Comparision of Distributions

Visualization

userdata%>%
  filter(marij_month %in% c("Yes","No")) %>%
   na.omit(userdata) %>%
  ggplot(aes(x=k6score,fill=marij_month)) +
  geom_histogram() +
  facet_wrap(~marij_month) +
  theme_classic()+
  theme(plot.title = element_text(hjust = 0.5),plot.subtitle =element_text(hjust = 0.5)) +
  theme(axis.text.x=element_text(angle=90, hjust=1), legend.position = "right")+
  labs(x="Risk for Serious Mental Illness", y="Count",title="Monthly Marijuana Use & Risk for Serious Mental Illness", subtitle="Anika Lewis") +
scale_fill_manual("Use w/n the past 30 days",values =c("Yes"="dark green","No"="black"))
## `stat_bin()` using `bins = 30`. Pick better value with `binwidth`.

Interpretation

  • This histogram shows the distribution of participants that answered yes or no into bins that indicate the risk for serious mental illness. Through this we can see why the risk for the “no” participants is around 4. A majority of participants have 0 risk of serious mental illness. The bins with the second and third highest amount of participants is 5 and 10. Looking at this histogram for the participants who had answered “yes”, it appears that there might be less participants in general.

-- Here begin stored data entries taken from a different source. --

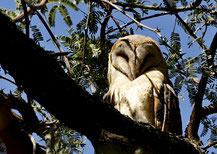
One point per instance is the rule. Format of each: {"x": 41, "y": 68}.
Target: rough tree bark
{"x": 44, "y": 80}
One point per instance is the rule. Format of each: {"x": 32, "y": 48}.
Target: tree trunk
{"x": 43, "y": 79}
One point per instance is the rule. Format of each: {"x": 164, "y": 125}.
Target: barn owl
{"x": 139, "y": 85}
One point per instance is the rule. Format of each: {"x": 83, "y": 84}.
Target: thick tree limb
{"x": 44, "y": 80}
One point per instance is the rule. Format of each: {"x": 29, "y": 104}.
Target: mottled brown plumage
{"x": 139, "y": 86}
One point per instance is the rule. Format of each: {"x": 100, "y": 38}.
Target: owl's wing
{"x": 166, "y": 110}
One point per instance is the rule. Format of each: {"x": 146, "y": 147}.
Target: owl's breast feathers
{"x": 139, "y": 86}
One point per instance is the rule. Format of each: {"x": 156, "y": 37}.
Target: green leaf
{"x": 52, "y": 16}
{"x": 64, "y": 12}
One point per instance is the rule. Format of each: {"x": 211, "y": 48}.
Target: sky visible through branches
{"x": 164, "y": 23}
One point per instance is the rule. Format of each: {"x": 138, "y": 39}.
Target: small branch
{"x": 160, "y": 8}
{"x": 196, "y": 115}
{"x": 183, "y": 23}
{"x": 40, "y": 6}
{"x": 137, "y": 22}
{"x": 5, "y": 78}
{"x": 86, "y": 37}
{"x": 30, "y": 10}
{"x": 199, "y": 28}
{"x": 26, "y": 17}
{"x": 196, "y": 3}
{"x": 144, "y": 18}
{"x": 207, "y": 110}
{"x": 209, "y": 145}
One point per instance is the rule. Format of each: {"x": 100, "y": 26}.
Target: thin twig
{"x": 5, "y": 78}
{"x": 184, "y": 24}
{"x": 196, "y": 115}
{"x": 133, "y": 19}
{"x": 65, "y": 59}
{"x": 199, "y": 28}
{"x": 160, "y": 8}
{"x": 144, "y": 18}
{"x": 209, "y": 145}
{"x": 86, "y": 37}
{"x": 41, "y": 5}
{"x": 26, "y": 17}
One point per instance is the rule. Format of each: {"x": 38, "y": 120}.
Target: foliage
{"x": 89, "y": 63}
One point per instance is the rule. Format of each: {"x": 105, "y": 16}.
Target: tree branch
{"x": 144, "y": 18}
{"x": 44, "y": 80}
{"x": 209, "y": 145}
{"x": 197, "y": 113}
{"x": 207, "y": 110}
{"x": 30, "y": 10}
{"x": 133, "y": 19}
{"x": 26, "y": 17}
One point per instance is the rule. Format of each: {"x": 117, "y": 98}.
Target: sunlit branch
{"x": 86, "y": 37}
{"x": 30, "y": 10}
{"x": 7, "y": 79}
{"x": 26, "y": 17}
{"x": 144, "y": 18}
{"x": 209, "y": 145}
{"x": 197, "y": 112}
{"x": 133, "y": 19}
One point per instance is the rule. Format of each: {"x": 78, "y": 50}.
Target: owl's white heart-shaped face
{"x": 137, "y": 73}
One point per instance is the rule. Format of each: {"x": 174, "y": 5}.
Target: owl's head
{"x": 134, "y": 55}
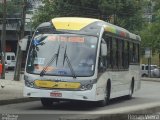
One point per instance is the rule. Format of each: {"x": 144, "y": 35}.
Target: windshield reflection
{"x": 80, "y": 51}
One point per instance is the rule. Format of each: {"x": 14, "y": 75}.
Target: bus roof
{"x": 90, "y": 25}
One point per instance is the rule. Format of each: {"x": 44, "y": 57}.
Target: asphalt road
{"x": 148, "y": 94}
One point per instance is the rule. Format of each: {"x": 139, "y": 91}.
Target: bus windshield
{"x": 62, "y": 55}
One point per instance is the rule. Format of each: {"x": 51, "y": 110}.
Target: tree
{"x": 125, "y": 13}
{"x": 150, "y": 34}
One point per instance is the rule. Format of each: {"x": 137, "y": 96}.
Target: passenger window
{"x": 12, "y": 57}
{"x": 8, "y": 57}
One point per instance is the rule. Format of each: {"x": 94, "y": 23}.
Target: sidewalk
{"x": 150, "y": 79}
{"x": 12, "y": 92}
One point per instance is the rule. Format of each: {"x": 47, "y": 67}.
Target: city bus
{"x": 81, "y": 59}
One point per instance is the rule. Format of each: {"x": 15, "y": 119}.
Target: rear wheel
{"x": 46, "y": 102}
{"x": 105, "y": 102}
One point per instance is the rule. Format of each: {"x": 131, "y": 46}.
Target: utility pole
{"x": 19, "y": 55}
{"x": 3, "y": 39}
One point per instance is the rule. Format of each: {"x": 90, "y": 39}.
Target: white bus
{"x": 72, "y": 58}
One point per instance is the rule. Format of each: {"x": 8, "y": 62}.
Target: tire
{"x": 144, "y": 75}
{"x": 106, "y": 100}
{"x": 46, "y": 102}
{"x": 131, "y": 90}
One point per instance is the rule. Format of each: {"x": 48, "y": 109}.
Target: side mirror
{"x": 23, "y": 42}
{"x": 103, "y": 49}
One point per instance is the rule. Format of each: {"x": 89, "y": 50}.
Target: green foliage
{"x": 126, "y": 13}
{"x": 150, "y": 34}
{"x": 13, "y": 7}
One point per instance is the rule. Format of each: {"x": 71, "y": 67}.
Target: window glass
{"x": 8, "y": 57}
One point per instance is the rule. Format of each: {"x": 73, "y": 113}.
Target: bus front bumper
{"x": 86, "y": 95}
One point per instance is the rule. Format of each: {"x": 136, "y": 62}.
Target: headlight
{"x": 86, "y": 87}
{"x": 29, "y": 83}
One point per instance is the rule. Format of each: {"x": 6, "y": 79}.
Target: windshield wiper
{"x": 69, "y": 63}
{"x": 55, "y": 56}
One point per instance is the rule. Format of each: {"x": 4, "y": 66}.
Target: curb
{"x": 136, "y": 114}
{"x": 17, "y": 100}
{"x": 151, "y": 79}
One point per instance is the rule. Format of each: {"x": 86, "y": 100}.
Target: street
{"x": 148, "y": 94}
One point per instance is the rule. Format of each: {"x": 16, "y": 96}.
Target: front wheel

The distribution seems similar to the “no” participants, with the majority, maybe slightly less, of participants with 0 risk, and then less participants with a risk of 5 or 10.This might explain why the means are so similar.

Sampling Distribution & T-test

Sampling Distribution

yes_data<-userdata%>%
  filter(marij_month=="Yes")
no_data<-userdata%>%
  filter(marij_month=="No")
sample(yes_data$k6score,40)%>%
  mean(na.rm=TRUE)
## [1] 6.027778
sample(no_data$k6score,40)%>%
  mean(na.rm=TRUE)
## [1] 4.964286
replicate(10000,
          sample(yes_data$k6score,40)%>%
  mean(na.rm=TRUE)
  )%>%
  data.frame()%>%
  rename("mean"=1) %>%
  ggplot()+
  geom_histogram(aes(x=mean),fill="black")+
  theme_classic()
## `stat_bin()` using `bins = 30`. Pick better value with `binwidth`.

replicate(10000,
          sample(no_data$k6score,40)%>%
  mean(na.rm=TRUE)
  )%>%
  data.frame()%>%
  rename("mean"=1) %>%
  ggplot()+
  geom_histogram(aes(x=mean),fill="dark green")+
  theme_classic()
## `stat_bin()` using `bins = 30`. Pick better value with `binwidth`.

T-test

Userdata<-userdata%>%
  select(marij_month,k6score)%>%
  filter(marij_month %in% c("Yes","No"))
t.test(k6score~marij_month,data=Userdata)
## 
##  Welch Two Sample t-test
## 
## data:  k6score by marij_month
## t = -28.099, df = 6078.3, p-value < 2.2e-16
## alternative hypothesis: true difference in means is not equal to 0
## 95 percent confidence interval:
##  -2.434468 -2.116930
## sample estimates:
##  mean in group No mean in group Yes 
##          4.155773          6.431472

Interpretation

  • The p value given by this t-test is less .05. This implies that there might be a significant relationship between whether or not a participant uses marijuana and their risk of serious illness.